S’il est un domaine où l’on ne s’interdit pas d’être malin, c’est bien celui de l’argent. Le passage d’Evangile d’aujourd’hui nous montre l’exemple d’un homme particulièrement habile en la matière. Pendant des années, il abuse de la confiance de son maître dans la gestion de ses biens. Ensuite, sa corruption découverte, il réussit, par un coup d’adresse, à vivre aux crochets de ses ouvriers jusqu’à la fin de ses jours. Remarquons qu’il le fait sans honte, sans remords sur la conscience. De fait, nous voyons autour de nous des hommes qui parviennent à « gagner leur vie » par des arrangements, des combines ou diverses astuces. Cela a toujours été considéré comme un scandale pour l’homme de la Bible de vivre du travail des autres et d’ainsi avoir le loisir de jouir de l’existence, sans considération pour celui qui est à la peine. Comment ces gens-là peuvent continuer à s’enrichir, à exploiter le pauvre, à vivre comme si Dieu n’existait pas, comme si Dieu ne voyait pas l’injustice ? Comment ? Sinon en réservant la justice pour l’Audelà.
Cependant Jésus déplore quelque chose de beaucoup plus grave que le scandale dénoncé par le prophète Amos (Am 8,4-7). Si l’on trouve des gens malins, plus rares sont ceux, parmi les fils de la lumière, qui sont capables de manifester une habileté semblable à celle du gérant malhonnête dans leurs propres affaires, c’est-à-dire quand il s’agit de s’emparer du Royaume. Pourquoi sont-ils si peu nombreux ces « fils de la lumière » ? Parce qu’en matière d’argent, il n’est requis qu’une intelligence de calcul, une façon de penser capable de fournir un résultat immédiat.
L’intelligence qui calcule s’apprend facilement ; la sagesse, au contraire, a besoin de temps pour se former.

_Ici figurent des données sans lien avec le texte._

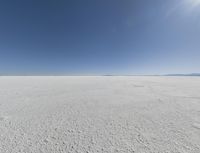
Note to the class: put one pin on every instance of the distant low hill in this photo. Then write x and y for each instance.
(191, 74)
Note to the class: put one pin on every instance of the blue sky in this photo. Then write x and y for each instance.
(48, 37)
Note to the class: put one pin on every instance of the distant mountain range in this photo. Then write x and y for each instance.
(191, 74)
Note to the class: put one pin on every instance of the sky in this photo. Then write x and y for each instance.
(98, 37)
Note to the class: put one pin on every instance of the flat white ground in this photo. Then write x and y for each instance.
(100, 114)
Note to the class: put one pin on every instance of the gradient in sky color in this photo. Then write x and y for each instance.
(99, 36)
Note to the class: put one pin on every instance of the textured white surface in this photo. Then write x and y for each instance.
(100, 114)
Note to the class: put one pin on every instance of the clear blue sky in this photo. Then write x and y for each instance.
(99, 36)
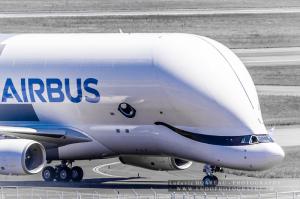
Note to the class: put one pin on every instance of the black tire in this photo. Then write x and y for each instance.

Mais dans le domaine qui préoccupe les fils de la lumière, il faut une vraie sagesse. Il faut savoir non pas calculer ou échafauder les plans, il faut savoir examiner ses désirs, discerner leur origine, apprécier leur consistance ou leur inconsistance ; il faut avoir une certaine connaissance de ses passions et percevoir où elles mènent. Il faut déceler les tentations, pressentir leur approche, leur germination ; il faut pouvoir déjouer le piège de leur fascination et les repousser virilement. L’intelligence qui calcule s’apprend facilement ; la sagesse, au contraire, a besoin de temps pour se former. Elle implique une juste connaissance de soi ; pour bien prendre la mesure des mouvements du cœur, le sage doit apprendre à patienter. C’est là, entre autre, que se situe l’antagonisme entre les serviteurs de l’Argent et les serviteurs de Dieu.
La cupidité, en effet, veut brûler les étapes ; elle veut beaucoup et vite ; elle ne s’encombre pas de problèmes de conscience ; elle emmure les capacités intellectuelles de l’homme dans l’astuce et le calcul. Ainsi avance-t-elle le nez dans le guidon, obnubilée par ce qui brille. Elle mène une politique à courte vue. La sagesse, au contraire, cherche toujours à prendre de la hauteur ; son horizon est la vie éternelle. Elle saisit l’ironie de cette parole de Jésus : « Faites-vous des amis avec l’Argent trompeur afin que, le jour où il ne sera plus là, ces amis vous accueillent dans les demeures éternelles. » La sagesse sait très bien, par sa connaissance du cœur de l’homme, que l’amitié nouée sur base d’intérêt d’argent sera dissoute bien avant la fin de cette vie. Que dire, pour terminer, sinon de conseiller de s’enrichir de vraies amitiés. Qui a de vrais amis ne sera jamais pauvre ou seul ! Certes, l’argent, il en faut pour vivre, mais la sagesse populaire enseigne qu’il est bon serviteur, mais mauvais maître. Les êtres humains, en tout cas, sont à aimer pour eux-mêmes. Chaque âme est une « rareté ». Elle est donc précieuse ; sa valeur est infinie. Heureux qui sait apprécier cette richesse. Heureux celui qui a choisi d’illuminer l’âme de son prochain. Il ne manquera pas d’amis qui l’accueilleront, le moment venu, dans les demeures éternelles.